Volunteer stewards are playing an increasingly important role in protecting archaeological sites.

[image] Clay Johnston, a retired salesman turned volunteer site steward, at a Navajo site he is responsible for montoring (Courtesy Tom Whitson) [LARGER IMAGE]

Clay Johnston distributed propane in Arizona for 25 years before retiring to a hamlet up the road from Bloomfield, in the northwestern corner of his home state of New Mexico. There the tall, gray-haired retiree spends much of his time outdoors, hunting and fishing in the mountains and streams of the San Juan Basin.
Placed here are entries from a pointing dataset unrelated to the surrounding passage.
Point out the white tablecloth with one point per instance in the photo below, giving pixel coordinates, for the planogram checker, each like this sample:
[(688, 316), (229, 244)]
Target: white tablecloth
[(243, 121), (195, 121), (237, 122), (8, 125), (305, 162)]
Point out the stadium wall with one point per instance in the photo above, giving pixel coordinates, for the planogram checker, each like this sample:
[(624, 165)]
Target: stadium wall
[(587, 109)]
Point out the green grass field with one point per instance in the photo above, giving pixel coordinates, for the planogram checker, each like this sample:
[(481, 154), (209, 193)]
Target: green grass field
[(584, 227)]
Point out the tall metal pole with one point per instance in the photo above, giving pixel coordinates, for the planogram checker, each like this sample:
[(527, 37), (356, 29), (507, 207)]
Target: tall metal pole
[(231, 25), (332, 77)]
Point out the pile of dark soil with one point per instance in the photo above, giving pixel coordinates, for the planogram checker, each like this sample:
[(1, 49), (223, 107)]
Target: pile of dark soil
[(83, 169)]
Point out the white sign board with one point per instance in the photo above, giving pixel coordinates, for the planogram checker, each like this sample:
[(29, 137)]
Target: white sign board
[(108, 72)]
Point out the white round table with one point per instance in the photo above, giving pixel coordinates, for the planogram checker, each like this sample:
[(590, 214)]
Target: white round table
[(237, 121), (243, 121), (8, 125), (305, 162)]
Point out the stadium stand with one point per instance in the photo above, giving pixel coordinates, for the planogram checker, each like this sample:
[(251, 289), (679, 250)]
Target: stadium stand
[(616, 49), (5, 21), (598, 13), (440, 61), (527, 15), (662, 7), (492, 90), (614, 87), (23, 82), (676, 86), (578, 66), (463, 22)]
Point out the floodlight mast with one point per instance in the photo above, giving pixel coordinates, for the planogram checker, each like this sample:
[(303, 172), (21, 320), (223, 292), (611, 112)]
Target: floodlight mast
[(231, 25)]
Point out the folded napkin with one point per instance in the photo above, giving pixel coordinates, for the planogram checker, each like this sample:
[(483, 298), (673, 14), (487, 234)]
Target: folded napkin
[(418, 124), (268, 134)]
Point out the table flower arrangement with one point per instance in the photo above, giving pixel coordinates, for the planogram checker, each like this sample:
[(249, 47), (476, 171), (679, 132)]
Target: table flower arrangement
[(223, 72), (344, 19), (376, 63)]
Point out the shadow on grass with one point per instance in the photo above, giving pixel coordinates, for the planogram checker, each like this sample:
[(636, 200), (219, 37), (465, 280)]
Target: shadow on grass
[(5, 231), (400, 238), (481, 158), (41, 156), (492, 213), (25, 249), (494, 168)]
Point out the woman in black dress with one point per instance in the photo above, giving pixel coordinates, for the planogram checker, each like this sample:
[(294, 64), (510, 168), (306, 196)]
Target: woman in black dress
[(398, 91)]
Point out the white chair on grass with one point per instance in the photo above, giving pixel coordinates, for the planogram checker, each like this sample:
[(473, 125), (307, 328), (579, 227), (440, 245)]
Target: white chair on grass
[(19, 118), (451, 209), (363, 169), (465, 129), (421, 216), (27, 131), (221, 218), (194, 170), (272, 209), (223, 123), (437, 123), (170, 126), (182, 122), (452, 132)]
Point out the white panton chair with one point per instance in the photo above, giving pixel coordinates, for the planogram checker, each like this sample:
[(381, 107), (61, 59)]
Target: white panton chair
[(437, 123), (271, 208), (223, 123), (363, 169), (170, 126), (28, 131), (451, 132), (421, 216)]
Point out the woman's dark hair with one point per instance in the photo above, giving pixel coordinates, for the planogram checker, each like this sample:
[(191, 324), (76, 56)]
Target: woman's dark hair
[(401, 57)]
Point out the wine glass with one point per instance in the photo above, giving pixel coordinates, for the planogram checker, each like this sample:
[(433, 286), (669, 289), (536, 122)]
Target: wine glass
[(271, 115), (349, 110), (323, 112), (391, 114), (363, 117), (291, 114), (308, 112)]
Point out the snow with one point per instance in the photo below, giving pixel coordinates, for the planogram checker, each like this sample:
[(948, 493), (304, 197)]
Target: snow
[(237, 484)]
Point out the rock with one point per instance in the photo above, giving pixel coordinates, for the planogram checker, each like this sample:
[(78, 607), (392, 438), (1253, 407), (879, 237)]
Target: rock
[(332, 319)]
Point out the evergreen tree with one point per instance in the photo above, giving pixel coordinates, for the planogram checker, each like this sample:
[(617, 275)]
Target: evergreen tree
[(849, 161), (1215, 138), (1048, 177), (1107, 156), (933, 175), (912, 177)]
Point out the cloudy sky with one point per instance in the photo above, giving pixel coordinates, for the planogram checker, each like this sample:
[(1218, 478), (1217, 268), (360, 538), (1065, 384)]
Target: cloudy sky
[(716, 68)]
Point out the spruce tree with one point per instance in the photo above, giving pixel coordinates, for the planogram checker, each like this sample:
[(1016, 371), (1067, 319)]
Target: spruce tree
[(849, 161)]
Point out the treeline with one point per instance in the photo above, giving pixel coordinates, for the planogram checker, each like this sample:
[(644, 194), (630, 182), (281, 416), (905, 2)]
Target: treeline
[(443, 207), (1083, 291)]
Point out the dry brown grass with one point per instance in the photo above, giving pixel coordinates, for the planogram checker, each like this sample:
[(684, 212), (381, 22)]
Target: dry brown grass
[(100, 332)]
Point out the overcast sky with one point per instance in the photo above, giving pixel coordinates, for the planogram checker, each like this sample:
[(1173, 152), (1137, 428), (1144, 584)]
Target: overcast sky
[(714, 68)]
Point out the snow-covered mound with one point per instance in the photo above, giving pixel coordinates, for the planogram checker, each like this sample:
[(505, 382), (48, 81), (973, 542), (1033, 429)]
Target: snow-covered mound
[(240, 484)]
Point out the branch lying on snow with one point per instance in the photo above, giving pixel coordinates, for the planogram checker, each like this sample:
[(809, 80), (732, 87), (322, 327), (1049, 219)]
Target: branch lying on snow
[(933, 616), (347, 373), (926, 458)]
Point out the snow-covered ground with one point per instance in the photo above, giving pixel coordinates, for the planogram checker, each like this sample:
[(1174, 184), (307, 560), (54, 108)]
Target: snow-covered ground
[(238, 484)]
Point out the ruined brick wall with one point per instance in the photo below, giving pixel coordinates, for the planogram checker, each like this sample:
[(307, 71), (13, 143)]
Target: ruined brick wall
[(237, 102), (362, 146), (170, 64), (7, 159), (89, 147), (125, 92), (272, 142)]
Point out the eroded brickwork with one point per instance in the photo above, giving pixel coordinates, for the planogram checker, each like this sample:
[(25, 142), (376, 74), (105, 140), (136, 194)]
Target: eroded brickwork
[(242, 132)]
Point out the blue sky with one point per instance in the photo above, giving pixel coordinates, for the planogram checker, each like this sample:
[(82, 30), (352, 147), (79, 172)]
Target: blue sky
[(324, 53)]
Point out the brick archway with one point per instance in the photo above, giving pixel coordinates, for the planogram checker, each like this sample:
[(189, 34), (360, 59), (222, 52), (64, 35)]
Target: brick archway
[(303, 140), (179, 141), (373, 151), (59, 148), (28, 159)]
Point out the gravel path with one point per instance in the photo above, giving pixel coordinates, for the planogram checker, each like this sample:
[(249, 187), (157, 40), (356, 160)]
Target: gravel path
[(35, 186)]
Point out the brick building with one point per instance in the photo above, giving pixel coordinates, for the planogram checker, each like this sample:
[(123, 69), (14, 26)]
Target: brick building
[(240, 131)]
About five years ago, an ad in the newspaper caught Johnston's eye: The New Mexico Site Steward Program (NMSSP) was looking for volunteers to monitor archaeological sites on land administered by the Bureau of Land Management (BLM). Johnston applied, and now includes "site steward" in his outdoorsman's repertoire. Every six weeks, he covers 80 to 100 miles in the backcountry in one day, looking for signs of vandalism or looting, and on occasion even finding a new site.

Johnston is part of a new movement in American archaeology: the growing reliance of government archaeologists on local volunteers to help monitor the millions of sites on state, federal, and sometimes private land. Stewards both report on natural damage to sites and alert officials to looting. As members of a local community, they are more likely to hear about recently looted sites than archaeologists are.

[image] Steward Rena Martin records a panel of Navajo rock art near New Mexico's Largo Canyon. (Courtesy Tom Whitson) [LARGER IMAGE]

The volunteer movement came into its own after the passage of the Archaeological Resources Protection Act (ARPA) in 1979. The legislation defined what sites are to be protected and legislated criminal penalties for looting. But public lands agencies--the BLM, Forest Service, and National Park Service--lacked resources to enforce ARPA's provisions, and soon turned to the concept of partnership with volunteer site stewards.

Texas organized the first program in 1984, followed by Arizona in 1986 and New Mexico in 1987. Today, volunteers monitor archaeological sites on BLM, Forest Service, and Park Service lands in California, Colorado, Nevada, Oregon, and Utah.

Johnston is typical of stewards in that he is responsible for a patch of land that he knows particularly well. His sites are 30 miles from his home, and include rock art, the remnants of a nineteenth-century school, and a seventeenth-century Navajo pueblito. So far, he has not come across a looter moving dirt. "Most of the time, I see damage caused by the weather," he says.

Nevertheless, his region's archaeological treasures face more than natural deterioration. I accompanied Johnston and several other stewards on a recent NMSSP field trip, during which program director Tom Whitson showed us a shocking scene: a rock panel of centuries-old palm prints--each shattered with a single, well-aimed bullet. "That happened a year ago last summer," Johnston told me. Whitson said, "Even though we had read the steward reports--even though we were steeled for it, it was like being hit in the stomach."

Deborah M. Norman is a freelance writer based in Corrales, New Mexico.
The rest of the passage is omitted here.